Overview

Modularization is also intended to help content creators. As more and more devices become web-enabled, the number of platforms a content creator will be asked to support will become unreasonable. By dividing HTML up into different ‘building blocks’ content creators can supply a minimal version of their site for user agents that only support the Basic module, a moderate version of their site for user agents who support the additional modules, and a full version of their site for user agents that support the full range of the XHTML specification.
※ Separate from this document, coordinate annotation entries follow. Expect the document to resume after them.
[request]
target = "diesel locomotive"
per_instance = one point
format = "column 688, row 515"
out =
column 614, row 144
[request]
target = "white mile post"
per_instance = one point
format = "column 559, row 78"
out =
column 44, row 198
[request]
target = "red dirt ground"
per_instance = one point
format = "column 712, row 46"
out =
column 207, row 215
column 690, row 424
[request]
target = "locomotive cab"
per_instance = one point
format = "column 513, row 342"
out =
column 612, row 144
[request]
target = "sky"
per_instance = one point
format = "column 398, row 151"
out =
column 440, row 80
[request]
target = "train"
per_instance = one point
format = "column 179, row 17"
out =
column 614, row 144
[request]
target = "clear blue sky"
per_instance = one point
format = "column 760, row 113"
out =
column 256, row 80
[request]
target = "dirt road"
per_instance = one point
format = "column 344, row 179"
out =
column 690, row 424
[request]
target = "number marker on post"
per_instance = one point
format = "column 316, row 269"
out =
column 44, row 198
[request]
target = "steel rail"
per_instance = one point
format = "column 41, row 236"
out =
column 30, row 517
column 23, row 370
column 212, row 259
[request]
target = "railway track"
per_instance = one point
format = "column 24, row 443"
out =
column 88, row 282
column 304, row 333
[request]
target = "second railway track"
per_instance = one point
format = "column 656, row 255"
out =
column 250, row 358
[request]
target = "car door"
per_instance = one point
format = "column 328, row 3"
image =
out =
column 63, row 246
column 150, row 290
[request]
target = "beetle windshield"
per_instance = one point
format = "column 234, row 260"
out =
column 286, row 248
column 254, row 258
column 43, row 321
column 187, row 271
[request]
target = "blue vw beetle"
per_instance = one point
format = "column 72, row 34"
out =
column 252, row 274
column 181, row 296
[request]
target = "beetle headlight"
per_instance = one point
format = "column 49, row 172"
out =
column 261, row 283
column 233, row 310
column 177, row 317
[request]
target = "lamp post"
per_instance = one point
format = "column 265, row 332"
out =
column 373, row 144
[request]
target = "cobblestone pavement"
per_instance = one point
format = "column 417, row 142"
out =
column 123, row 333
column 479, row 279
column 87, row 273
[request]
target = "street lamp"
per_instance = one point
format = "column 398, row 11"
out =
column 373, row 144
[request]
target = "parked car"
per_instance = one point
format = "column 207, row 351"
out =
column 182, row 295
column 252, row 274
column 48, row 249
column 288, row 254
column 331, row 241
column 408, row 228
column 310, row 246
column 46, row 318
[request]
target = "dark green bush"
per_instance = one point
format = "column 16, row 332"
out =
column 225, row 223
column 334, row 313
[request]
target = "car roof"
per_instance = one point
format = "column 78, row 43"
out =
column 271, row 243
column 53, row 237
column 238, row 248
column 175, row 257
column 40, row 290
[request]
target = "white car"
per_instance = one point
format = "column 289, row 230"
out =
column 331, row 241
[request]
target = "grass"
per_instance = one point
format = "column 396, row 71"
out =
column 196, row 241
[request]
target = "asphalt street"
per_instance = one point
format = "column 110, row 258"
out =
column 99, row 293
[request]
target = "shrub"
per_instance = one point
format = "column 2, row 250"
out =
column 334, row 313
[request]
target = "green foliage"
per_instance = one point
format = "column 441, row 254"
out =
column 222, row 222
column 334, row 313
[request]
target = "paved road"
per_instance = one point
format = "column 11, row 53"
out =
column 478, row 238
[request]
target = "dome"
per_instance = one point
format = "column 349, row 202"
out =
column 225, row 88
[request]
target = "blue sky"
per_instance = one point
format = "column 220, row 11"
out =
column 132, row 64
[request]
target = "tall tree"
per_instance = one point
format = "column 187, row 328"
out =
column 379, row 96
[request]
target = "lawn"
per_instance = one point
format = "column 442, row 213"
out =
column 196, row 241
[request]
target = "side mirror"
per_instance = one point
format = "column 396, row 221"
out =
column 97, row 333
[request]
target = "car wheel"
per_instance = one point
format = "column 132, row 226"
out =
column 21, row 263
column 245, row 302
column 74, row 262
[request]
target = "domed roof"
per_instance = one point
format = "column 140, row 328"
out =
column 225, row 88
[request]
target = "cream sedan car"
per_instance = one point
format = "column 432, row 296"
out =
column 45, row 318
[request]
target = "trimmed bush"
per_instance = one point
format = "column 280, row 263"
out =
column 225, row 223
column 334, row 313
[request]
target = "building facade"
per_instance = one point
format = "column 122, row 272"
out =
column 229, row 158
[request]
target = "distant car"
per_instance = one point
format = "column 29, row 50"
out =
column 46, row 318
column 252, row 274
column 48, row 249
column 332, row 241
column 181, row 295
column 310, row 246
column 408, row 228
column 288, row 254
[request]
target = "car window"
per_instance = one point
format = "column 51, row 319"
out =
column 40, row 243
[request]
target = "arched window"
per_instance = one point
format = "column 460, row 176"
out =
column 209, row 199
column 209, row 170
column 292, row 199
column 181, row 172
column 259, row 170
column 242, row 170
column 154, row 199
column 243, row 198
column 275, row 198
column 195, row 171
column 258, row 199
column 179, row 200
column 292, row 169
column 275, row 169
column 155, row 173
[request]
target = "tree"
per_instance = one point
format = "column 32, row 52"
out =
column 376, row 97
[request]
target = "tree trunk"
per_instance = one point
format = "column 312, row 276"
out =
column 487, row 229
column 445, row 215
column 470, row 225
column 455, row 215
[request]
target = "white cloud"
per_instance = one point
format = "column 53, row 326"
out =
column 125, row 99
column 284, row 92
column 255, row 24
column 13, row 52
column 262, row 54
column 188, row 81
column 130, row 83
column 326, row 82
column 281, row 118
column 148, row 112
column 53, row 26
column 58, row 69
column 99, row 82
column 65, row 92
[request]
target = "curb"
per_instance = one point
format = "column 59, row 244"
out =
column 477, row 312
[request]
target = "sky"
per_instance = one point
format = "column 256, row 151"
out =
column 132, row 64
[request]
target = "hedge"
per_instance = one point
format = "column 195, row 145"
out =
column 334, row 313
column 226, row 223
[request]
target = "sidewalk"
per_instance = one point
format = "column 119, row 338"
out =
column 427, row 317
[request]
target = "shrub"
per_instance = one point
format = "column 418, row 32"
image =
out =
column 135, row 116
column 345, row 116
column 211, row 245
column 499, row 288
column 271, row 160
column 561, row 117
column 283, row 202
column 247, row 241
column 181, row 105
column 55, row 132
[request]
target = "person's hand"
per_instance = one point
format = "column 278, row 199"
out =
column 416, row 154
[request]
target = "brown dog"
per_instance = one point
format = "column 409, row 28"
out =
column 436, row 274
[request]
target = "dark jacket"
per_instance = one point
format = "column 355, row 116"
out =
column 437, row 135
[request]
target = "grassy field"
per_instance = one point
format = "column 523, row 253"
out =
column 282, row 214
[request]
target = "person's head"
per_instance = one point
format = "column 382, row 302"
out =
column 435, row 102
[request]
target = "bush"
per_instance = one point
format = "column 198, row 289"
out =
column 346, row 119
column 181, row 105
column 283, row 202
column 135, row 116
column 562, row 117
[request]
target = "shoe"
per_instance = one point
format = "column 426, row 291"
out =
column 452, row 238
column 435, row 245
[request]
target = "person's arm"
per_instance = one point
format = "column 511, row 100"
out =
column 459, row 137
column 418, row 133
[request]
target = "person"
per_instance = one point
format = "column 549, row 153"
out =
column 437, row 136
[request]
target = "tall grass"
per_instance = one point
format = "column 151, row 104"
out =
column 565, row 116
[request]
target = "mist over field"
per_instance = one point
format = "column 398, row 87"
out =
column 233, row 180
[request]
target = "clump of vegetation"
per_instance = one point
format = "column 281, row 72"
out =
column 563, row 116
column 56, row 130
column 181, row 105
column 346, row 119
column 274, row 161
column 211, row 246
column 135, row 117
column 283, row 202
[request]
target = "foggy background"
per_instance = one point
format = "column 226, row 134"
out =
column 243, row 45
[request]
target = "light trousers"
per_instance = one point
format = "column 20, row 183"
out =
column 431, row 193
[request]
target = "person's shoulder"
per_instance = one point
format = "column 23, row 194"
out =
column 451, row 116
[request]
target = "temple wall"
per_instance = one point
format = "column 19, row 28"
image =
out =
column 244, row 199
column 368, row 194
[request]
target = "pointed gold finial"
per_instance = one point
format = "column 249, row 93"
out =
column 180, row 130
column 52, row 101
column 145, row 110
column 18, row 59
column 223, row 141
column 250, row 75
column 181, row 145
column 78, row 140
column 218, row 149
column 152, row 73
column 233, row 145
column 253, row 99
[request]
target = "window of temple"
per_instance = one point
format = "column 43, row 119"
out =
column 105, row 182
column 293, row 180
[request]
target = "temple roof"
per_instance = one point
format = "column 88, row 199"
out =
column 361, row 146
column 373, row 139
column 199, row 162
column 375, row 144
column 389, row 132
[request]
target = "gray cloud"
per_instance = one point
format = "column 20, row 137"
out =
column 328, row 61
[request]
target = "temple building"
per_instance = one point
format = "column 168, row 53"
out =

Finally the X in XHTML was intended to help people who wish to extend HTML. The use of XML brought a standard grammar with which they could define their extension, and the modularization meant that their extension would be just another module that a user agent developer or content creator could choose to support. Additionally, since XHTML pages should state what modules are required to accurately render them, the user agent software could dynamically load a ‘plug-in’ that it could use to render a module that was defined after the user agent had been originally released.

For more information, go to:

HTML 4.0—http://www.w3.org/TR/1999/REC-html401-19991224

XHTML™ 1.0—http://www.w3.org/TR/2002/REC-xhtml1-20020801

XHTML™ Basic—http://www.w3.org/TR/2000/REC-xhtml-basic-20001219/

XHTML™ 1.1—http://www.w3.org/TR/2001/REC-xhtml11-20010531/

XHTML Tables Module - XHTML™2.0—http://www.w3.org/TR/2004/WD-xhtml2-20040722/mod-tables.html

For the purposes of this guide, it is assumed that you have experience in HTML and XHTML programming or access to someone who has such experience.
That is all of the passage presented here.